Just when I thought the movie was going towards familiar territory it managed to simply wade in the pools of cheese as oppose to dive head first into it. And I am thankful for it. . .The Blind Side is a mostly positive experience and a film that made me smile. I question it’s Best Picture nomination because it still is mired in general Disneyesque racial/social archetypes and it never really dragged me on it’s emotional freight train. I thought the main kid, Michael Oher (played by giant Quinton Aaron), was someone you cared for but I never really got ‘into’ him. I felt like any emotion I had for him was dictated by the director, not the actors, and that’s fine. It did it’s job. . .but not a Best Picture job.

I do fear for kids that did watch it and not because there are some tough moments for kids to see (a gang fight, racial slurs, and lots of language that rhymes with Kits and Renis) but also because this Disney mentality still lives in that nice dimension where rich white families will make ethnic groups benefit from their seemingly unstoppable wealth. Michael Oher’s story is amazing but it is a once in a lifetime thing that, rightfully, was judged harshly by the NCAA. This kind of thing doesn’t happen all the time. . .though Warner-Disney doesn’t want you to know that. Owning hundreds of Taco Bells and having nice cars is the American/Disney dream and the poor black kid is benefiting from it; it’s kind of like a mild White Man’s Burden morality play or something.

But Warner-Disney also attacks their questionable stereotypes by, at some point, challenging the same stereotypes they are enforcing. At one point Sandra Bullock comes to realize her friends are all snobby, racist, whorebags and has to give a civics lesson to them (and the audience). There are also moments when a random white character will shout something mildly racist and the white folks have to come save the day. I suppose I just have an issue with glorifying the white man’s deeds as opposed to the black man’s skills. The movie is about Sandra Bullock bringing the skill out of Oher as opposed to Oher finding it within himself. And if Bullock can’t do it, Bullocks white bread husband (played by country singer Tim McGraw no less) and white kids (oh and a white tutor) can help him out. And nothing defeats gang violence like the scorn of a white woman’s tongue.

I wouldn’t place so much racial heft on this whole thing if the film wasn’t billed as the ethnic Hoosiers of the 2010s. It’s just hard to find a film company to be both mildly insulting and mildly influential at the same time. The film, when focused, is fun but it is offensive only to a small level (as to not be mind bogglingly insulting) but preachy on the most minimal of levels, thus being ineffective. A story like The Blind Side, which I assume the book covers in a more technical, less mass-public-dramatic fashion, could be quite inspirational. The Blind Side just kind of ‘is’ with a heart string pulled here or there. The film didn’t make me want to go out and be a better athlete, let alone a better person.

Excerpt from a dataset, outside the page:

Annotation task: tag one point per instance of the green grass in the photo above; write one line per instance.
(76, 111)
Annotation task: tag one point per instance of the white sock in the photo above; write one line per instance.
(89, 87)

Sandra Bullock, pulling this year’s version of Eddie Murphy’s Dreamgirls/Norbit fiasco and Anne Hathaway’s Rachel Getting Married/Bride Wars debacle, but to the nth degree, is actually quite good and, dare I say, deserving of her Best Actress nomination at this year’s Academy Awards. She manages to, like the film itself, slip off the hokey, predictable parts of the characterization and make the role her own. Her character is even, at times, unlikable and definitely withholding sex from Tim McGraw. She is definitely the soul of the picture and while not legendary is worthy of praise. McGraw has been surprising as an actor and does a fine job here. The little kid actor should suffer. . .horribly. . .

I’d make a recommendation on whether you should see the movie but everyone on this planet has already seen it so what use is it what I say? The general consensus, it seems, is that the book was better and the movie is ‘good’. I haven’t heard ‘it’s awesome’ or ‘it’s great’ from anyone and I found myself feeling the same way. A nice way to spend two hours and a not completely manipulative way to make you smile. The emotional impact may be limited but what’s there is by the film itself, not any sugar poured on the top.